His Word of Law and Gospel tears down and presses us hard into repentance, and
then builds up and soothes with His forgiveness. His cross never crushes but it
does kill, so that He raise us to newness of life. And by His Spirit He does
this in each of us differently. Christians are not massed produced or all the
same. You are a work of art, worth your Saviour’s time and effort, to be both beautiful and useful to Him.
A child of your Father in heaven.
It took
Jeremiah a while to see all this. He did not have an easy life or an easy
career as a prophet. He was hated and mistreated in many and various ways for
speaking this Word of God to the people. But with this picture of the potter he
was not only given a word to preach, but a word to believe - for God had
told him the same thing when he called him to be a prophet, as we heard last
week. For at that time he told Jeremiah: Before I formed you in the
womb I knew you (Jer 1:5). God is the potter, the former, in Hebrew the yotzer;
and you are the yatzah, what He is forming.
It is
not the other way around, though that’s what we often want to think and the way we want it to be.

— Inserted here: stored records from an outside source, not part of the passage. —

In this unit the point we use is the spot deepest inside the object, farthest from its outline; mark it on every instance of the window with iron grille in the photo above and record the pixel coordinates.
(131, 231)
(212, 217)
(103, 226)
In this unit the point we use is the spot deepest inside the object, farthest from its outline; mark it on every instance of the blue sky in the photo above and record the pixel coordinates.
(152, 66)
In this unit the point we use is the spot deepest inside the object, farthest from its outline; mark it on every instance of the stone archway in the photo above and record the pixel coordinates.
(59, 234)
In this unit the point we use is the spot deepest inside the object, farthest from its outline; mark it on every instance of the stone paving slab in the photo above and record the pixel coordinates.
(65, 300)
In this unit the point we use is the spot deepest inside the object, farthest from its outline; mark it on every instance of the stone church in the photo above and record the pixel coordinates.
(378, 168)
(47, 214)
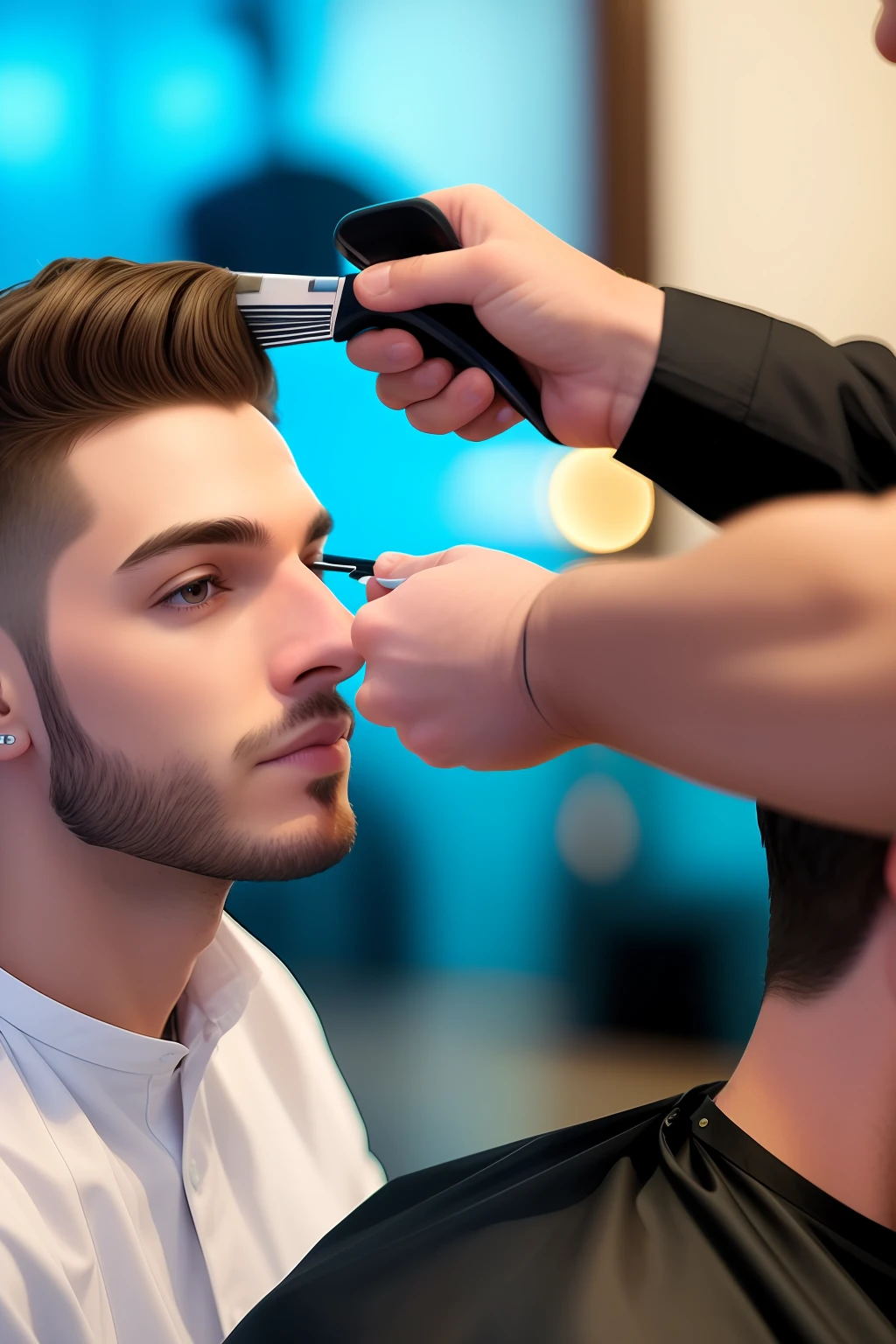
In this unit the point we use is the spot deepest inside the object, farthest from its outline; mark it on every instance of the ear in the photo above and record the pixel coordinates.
(15, 738)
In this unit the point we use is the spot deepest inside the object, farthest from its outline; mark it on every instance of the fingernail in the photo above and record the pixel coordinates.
(430, 375)
(375, 280)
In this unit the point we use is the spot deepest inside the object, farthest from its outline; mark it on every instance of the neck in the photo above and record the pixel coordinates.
(108, 934)
(817, 1082)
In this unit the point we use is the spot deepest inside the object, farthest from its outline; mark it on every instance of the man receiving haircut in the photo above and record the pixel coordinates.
(758, 1211)
(173, 1130)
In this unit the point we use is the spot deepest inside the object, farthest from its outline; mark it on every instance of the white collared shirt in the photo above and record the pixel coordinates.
(150, 1193)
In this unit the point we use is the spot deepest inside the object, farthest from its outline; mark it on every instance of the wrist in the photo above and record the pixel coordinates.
(546, 662)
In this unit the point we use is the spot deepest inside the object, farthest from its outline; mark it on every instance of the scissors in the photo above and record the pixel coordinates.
(355, 567)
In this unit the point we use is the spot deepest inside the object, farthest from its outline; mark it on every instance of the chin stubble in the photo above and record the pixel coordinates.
(175, 816)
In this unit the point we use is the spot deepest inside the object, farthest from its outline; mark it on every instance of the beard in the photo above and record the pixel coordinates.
(175, 816)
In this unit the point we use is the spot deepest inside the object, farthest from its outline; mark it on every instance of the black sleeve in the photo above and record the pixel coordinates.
(743, 408)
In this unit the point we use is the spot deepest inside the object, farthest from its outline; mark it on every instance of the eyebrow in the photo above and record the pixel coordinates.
(218, 531)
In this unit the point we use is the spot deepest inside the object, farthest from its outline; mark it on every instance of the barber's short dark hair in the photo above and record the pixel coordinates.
(825, 890)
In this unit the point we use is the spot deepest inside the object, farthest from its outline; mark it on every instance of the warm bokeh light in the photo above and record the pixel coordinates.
(597, 503)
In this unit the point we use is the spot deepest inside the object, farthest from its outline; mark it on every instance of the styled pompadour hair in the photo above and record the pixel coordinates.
(82, 344)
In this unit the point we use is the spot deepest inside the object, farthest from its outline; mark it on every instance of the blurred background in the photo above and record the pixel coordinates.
(500, 953)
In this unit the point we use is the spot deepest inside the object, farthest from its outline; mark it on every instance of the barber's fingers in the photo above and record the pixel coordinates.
(388, 351)
(398, 391)
(465, 276)
(459, 402)
(494, 420)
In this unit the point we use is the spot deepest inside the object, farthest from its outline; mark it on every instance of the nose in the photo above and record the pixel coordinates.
(312, 642)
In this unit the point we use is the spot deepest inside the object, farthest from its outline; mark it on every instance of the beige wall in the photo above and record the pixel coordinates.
(774, 159)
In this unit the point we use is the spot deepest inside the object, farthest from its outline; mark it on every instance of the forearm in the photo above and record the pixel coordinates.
(763, 663)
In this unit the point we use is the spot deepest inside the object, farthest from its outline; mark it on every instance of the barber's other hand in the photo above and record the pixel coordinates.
(444, 659)
(587, 335)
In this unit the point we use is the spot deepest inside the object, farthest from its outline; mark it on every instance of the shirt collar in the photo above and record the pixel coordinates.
(216, 995)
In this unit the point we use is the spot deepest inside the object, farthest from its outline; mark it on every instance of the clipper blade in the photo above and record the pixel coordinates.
(289, 310)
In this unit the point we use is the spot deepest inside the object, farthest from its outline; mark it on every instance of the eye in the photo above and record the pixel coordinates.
(193, 594)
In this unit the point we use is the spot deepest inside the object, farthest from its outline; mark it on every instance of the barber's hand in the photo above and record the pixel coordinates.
(587, 335)
(444, 659)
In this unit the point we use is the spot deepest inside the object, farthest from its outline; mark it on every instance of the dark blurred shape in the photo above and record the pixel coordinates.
(624, 118)
(659, 984)
(283, 217)
(280, 220)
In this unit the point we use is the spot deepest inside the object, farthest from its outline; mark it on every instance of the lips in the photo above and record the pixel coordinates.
(324, 734)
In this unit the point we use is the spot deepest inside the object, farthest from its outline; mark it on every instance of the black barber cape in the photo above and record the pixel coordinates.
(647, 1228)
(664, 1225)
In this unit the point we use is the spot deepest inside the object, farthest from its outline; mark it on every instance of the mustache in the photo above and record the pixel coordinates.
(323, 704)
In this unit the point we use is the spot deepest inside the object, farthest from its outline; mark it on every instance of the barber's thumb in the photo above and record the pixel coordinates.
(451, 277)
(396, 564)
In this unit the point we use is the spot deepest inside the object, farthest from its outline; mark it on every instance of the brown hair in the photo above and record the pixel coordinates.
(87, 343)
(825, 892)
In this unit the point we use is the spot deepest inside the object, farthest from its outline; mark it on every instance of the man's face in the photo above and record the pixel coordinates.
(183, 667)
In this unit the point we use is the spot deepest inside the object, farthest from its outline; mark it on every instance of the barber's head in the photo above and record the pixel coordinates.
(830, 892)
(163, 637)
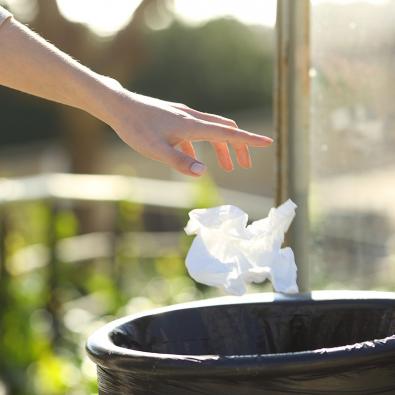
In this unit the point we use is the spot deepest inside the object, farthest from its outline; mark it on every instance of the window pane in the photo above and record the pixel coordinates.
(353, 144)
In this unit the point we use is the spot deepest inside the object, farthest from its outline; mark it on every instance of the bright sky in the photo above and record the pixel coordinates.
(106, 17)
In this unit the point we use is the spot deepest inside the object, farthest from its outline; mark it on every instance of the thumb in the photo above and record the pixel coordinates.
(184, 163)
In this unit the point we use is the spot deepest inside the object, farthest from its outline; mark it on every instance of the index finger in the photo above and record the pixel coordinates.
(214, 132)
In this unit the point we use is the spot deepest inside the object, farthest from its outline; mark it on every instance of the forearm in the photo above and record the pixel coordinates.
(30, 64)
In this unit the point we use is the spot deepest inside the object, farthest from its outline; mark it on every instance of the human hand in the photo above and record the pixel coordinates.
(165, 131)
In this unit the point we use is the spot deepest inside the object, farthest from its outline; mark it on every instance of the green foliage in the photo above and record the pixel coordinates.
(221, 66)
(50, 309)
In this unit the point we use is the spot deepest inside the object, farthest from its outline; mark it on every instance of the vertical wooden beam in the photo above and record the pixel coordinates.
(292, 113)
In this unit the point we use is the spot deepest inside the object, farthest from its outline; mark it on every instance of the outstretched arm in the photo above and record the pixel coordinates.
(152, 127)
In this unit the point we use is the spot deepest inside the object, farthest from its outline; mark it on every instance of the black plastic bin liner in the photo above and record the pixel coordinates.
(327, 342)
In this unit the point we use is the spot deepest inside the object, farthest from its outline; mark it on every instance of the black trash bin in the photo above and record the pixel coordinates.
(326, 342)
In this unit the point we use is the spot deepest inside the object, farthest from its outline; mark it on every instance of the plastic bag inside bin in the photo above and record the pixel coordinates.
(291, 346)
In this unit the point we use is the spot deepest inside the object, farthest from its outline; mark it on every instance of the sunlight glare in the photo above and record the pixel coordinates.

That we are forming our own lives, our own futures, our own destinies, and we
want to shape God to fit what we want. But that way leads only to death. For we
are not yotzers, potters, and when we put our hand to the wheel, we
quickly make a mess of it all. That is what happened to Israel and now to
Judah. And so Jeremiah is calling on them - and us - to repent and to trust the
real yotzer, the real potter, the One who made us in the womb, and is
forming us now, that life be at work in us.
And that
you and I might see this, our Lord does not send us to the potter’s house, but to the manger. His
manger. For truly there is our Lord’s “Pottery
Barn” - where the Son of
God is born in human flesh that the image of God be restored to mankind. That
we see are realize that our Lord who came to us in the flesh then, comes to us
in His Word and Sacrament now, that life be at work in us.
And so
we heard the words of Mary tonight, after she was told the astonishing news
that she was chosen to be the mother of our Saviour. That just as the Lord
formed Jeremiah in the womb, so too would He now form His own Son in Mary’s womb, knitting together the divine
and human natures into one wonderful person, the Son of God and Son of Mary.
And how like Jeremiah was Mary’s reaction: How shall this be, since I am only a youth,
said Jeremiah . . . since I am a virgin, said Mary? But God’s Word does what it says.
Yet at
this Word, it was not only Jesus being formed in the womb of Mary - Mary was
being formed as well - the master potter at work - that Mary see past what was
now before her, the difficulties and problems, the pain and sorrow, to the
glory that was at work in her and was being prepared for her. That she be
enabled to confess: My soul magnifies the Lord, and my spirit rejoices in
God my Savior, for he has looked on the humble estate of his servant. For
behold, from now on all generations will call me blessed; for he who is mighty
has done great things for me, and holy is his name.
Advent
calls us to confess this same truth. To magnify the Lord and rejoice in His
work. To stop the complaints and begin the repentance; to let go of the wheel
and see what God is at work forming in our lives; to see with the eyes of faith
what is right in front of us: our Lord coming to us to do great things for us.
To bring us down from our thrones to exalt us to His throne. To make us hunger
for His good things and not be satisfied with filling ourselves with the
good things of this world. To fulfill the Word He spoke to our fathers,
to Abraham and to his offspring forever.
That
Word is still being fulfilled here and now. Our Lord still coming, still
forgiving, still loving, still forming. That you may have life. And so we pray,
yes! Amen! Come, Lord Jesus.
In the Name of the Father and of the (+) Son and of the Holy Spirit. Amen.